This video. This video is the first thing in a week that has actually made me feel something.
I would like to write about having gone to the police but, to be honest, I could only tell about a quarter of the story at this point. Or, well, I assume. I don’t know. Maybe they were lying, and they won’t call me back, and nothing will come of it. I don’t know which way I would prefer at this point. I can’t help but feel like, either way, I’ve painted myself into a corner.
So, instead, here’s what I have to offer tonight. I’m sorry that I’m probably out of practice at this. A week or two can be such a long time, somehow.
A word to the wise, to every other victim out there. To every other human being who has ever let it all fester inside of them for Someone Else’s Sake: who never told or waited Too Long to tell about how he laughed afterwards, about the way she drunkenly slurred shhhhhhhhhh-don’t-let-anyone-hear, about how they took turns until you almost tore, about the orgasm that you’re ashamed you had or the black eye you were left with. And all because there was someone out there who couldn’t handle to know the truth. Someone who could be hurt. Someone who could be in danger. Someone who couldn’t or wouldn’t or didn’t want to believe you.
To all of you, I believe you. I support you. I will stand there and I will take all the bullshit you want to dole out to everyone just to make sure they’re not bluffing, and I will absorb it and smile back and still call you what I used to. I will take all that bullshit because I know what it’s like to want to dish it out, to hate what they expect of you; to hate the don’t dwell on it and the you’ve changed and the I don’t know what you expect me to do. I will take what I wish I knew how to give: all the anger and confusion and everything else that you keep bottled up inside so deeply even you barely recognize it
because maybe, like me, you had that One Person.
A word to the wise:
Do not have That One Person.
If someone tries to make anything a never or an always, run, don’t walk, away.

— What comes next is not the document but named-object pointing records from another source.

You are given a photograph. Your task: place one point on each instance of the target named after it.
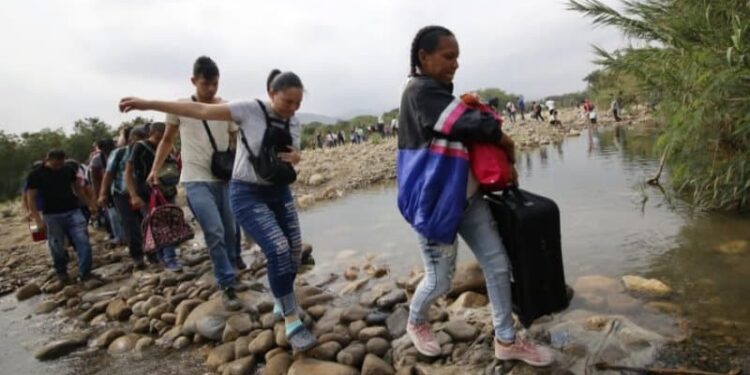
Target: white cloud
(68, 60)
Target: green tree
(694, 56)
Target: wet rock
(469, 300)
(142, 325)
(396, 322)
(118, 310)
(169, 318)
(392, 298)
(182, 342)
(665, 307)
(461, 331)
(279, 333)
(220, 355)
(306, 366)
(355, 327)
(596, 284)
(352, 355)
(144, 343)
(106, 338)
(373, 365)
(261, 344)
(52, 287)
(735, 247)
(184, 308)
(123, 344)
(59, 348)
(240, 366)
(317, 311)
(27, 291)
(649, 287)
(353, 313)
(241, 347)
(340, 338)
(376, 318)
(370, 332)
(326, 351)
(378, 346)
(45, 307)
(351, 273)
(278, 364)
(157, 311)
(468, 277)
(316, 179)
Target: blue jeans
(268, 214)
(73, 224)
(115, 221)
(479, 230)
(209, 202)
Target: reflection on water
(612, 224)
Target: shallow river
(612, 225)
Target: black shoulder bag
(222, 162)
(268, 167)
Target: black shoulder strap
(205, 126)
(247, 146)
(268, 118)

Because if I have learned anything of late, it is that even the most well-intentioned people have very fucked up ideas about the Right Reactions to everything you and I have been through. I say “fucked up”, but for all I know it’s the Right way, too. I don’t understand that. I don’t understand how anyone is trying to make a rational, moral statement out of something so inherently complicated and subjective. But the point is, they will, eventually. Or they might – in my experience, they will. And when that time comes, I’ve found, all that never and always goes right out the window.
So, don’t make the mistake I’ve made. Remember: I am not a role model. I never have been a role model.
Don’t have that One Person who you rely on, who tells you to call late at night when you can feel the bottom dropping out of your stomach and the world suddenly seems simultaneously too big and too empty.
Friends are important. Friends are support, and support is something you need as much as you can get of right now.
But for fuck’s sake, don’t do what I did. Don’t assume that anyone ever really means a never or an always, because people are fickle, and people say one thing and do another; and sometimes, that another can be something like threatening to go to the police for you if you don’t do it yourself.
Or referring to you as “[Rapist]’s Sloppy Seconds”.
Or calling the fact that you kept your rape secret a Betrayal to them.
Or something as subtle as, not 12 hours after you’ve finally reported to the police something that you’ve had eating away at you for a year, suddenly informing you that they are your friend out of Pity.
Fuck this, I’m going to bed. Expect an actually productive post within the next few days: I’ve had one a-brewin’ about allies’/advocates’ responses to rape. Also, I’m planning on putting up an “emergency info for victims” type page, so once I get my ducks in a row over that, expect that to surface as well.